Of course, I’m thinking about all this in relation to singing.  Every week I go into my voice lesson, and the first little notes I sing of the first little exercise I do are always wrong, wrong, wrong.  I inevitably have to sing the figure again, sometimes twice, before my teacher lets me take that half-step move up to the next one.  I find this extremely frustrating.  How can I possibly be a successful singer if I always have to ask for a do-over on my first phrase?

So, of course, when the next week rolls around, I resolve to get it right on the first one this time.  My teacher plays the chord on the piano.  I stand nice and tall.  Think about my resonance spot just below my nose.  Lift my soft palate.  Imagine the air traveling over my vocal folds, and seamlessly gliding along the roof of my mouth and out through the space between my two front teeth.  I then take a deep breath, keeping my ribs out and high and filling my lungs from the bottom-up, open my mouth and sing.*

And then my teacher corrects it and asks me to do it again.

She also brushes off my frustration.  This is a process!  You’re still so new at this.  You’ve come such a long way.

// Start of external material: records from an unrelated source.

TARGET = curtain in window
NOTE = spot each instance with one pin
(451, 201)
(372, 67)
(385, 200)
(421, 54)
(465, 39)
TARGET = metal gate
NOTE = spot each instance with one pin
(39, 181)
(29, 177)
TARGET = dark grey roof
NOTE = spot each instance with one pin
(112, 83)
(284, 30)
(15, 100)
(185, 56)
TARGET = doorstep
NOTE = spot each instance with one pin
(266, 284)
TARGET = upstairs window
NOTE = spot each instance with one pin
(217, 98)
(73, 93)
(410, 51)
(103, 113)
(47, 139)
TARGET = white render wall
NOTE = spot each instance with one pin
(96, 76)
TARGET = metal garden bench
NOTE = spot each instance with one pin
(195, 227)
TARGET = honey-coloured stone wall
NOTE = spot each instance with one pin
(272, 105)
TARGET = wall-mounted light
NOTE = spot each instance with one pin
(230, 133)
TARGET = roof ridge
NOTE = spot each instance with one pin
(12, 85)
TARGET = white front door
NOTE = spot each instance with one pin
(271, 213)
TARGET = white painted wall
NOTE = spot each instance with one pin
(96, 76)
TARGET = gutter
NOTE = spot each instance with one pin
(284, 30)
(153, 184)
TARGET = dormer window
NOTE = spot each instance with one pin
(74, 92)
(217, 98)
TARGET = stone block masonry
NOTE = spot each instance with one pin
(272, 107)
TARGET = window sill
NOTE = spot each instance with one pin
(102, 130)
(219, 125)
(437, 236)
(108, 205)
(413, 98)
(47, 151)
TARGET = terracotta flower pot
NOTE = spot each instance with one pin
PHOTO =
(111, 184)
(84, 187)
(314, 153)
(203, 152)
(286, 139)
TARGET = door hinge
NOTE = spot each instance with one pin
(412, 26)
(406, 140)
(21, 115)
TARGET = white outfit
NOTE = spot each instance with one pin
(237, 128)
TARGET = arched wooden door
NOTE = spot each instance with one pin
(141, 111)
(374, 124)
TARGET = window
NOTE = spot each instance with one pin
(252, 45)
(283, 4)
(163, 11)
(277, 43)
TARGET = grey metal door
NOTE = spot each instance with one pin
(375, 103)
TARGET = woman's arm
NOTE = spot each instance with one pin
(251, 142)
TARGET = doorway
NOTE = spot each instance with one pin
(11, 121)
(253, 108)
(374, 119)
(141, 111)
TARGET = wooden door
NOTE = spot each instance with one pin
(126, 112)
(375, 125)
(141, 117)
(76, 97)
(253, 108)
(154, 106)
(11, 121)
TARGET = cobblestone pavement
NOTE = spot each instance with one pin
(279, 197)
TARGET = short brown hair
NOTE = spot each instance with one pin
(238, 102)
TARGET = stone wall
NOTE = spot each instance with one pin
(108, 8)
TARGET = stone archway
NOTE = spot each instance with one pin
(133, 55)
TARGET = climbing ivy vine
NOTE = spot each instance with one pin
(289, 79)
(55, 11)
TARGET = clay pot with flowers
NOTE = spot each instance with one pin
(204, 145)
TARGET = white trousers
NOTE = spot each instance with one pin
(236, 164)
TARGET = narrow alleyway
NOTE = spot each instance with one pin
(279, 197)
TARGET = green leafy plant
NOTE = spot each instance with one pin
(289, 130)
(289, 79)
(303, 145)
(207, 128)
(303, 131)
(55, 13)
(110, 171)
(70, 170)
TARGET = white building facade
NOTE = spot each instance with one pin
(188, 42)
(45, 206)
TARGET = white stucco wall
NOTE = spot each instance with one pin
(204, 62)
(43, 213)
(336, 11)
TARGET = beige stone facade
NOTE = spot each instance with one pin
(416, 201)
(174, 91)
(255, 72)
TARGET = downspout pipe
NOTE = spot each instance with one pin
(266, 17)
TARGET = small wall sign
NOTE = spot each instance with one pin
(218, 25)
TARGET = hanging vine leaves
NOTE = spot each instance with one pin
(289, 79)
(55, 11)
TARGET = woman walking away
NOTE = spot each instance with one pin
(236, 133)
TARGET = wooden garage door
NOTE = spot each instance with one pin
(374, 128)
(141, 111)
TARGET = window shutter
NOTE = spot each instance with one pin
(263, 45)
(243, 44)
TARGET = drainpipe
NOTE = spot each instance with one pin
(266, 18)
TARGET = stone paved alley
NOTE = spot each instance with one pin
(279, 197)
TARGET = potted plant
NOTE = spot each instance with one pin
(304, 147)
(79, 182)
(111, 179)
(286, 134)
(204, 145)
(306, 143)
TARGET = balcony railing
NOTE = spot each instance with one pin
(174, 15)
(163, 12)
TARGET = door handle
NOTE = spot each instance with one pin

She’s right, but I can’t shrug the nagging thought that If I walk into an audition and bomb the first phrase, then they’ll write me off from the outset.  And of course, that thought begets anxiety, and anxiety begets horrible, humiliating singing, and we’re back to anxiety.

I do the same thing with writing, but at least when it comes to that, I can go back and fix my garbage beginning before anyone else ever sees it.  If only live singing worked that way!

Wait, can live singing work that way?

What if the beginning isn’t the beginning?  When I sit down to write something, I usually just start by banging it out all stream-of-consciousness and then go back and tidy it up.  In the practice room or in my voice lessons, I have to sing an exercise two or three times before I feel like I’m in the groove.

In performance, I usually spend ten or fifteen minutes “warming up” before going on stage to sing.  So, the first phrase I sing in front of an audience isn’t really the first phrase I sing. I have the time to get that crap beginning out of me before anyone else has to hear it.

Beginnings are hard.  Make sure there are no witnesses.

*What’s that you say?  I’m doin’ it wrong?  That’s nice.  Please note that that is not the point of all this.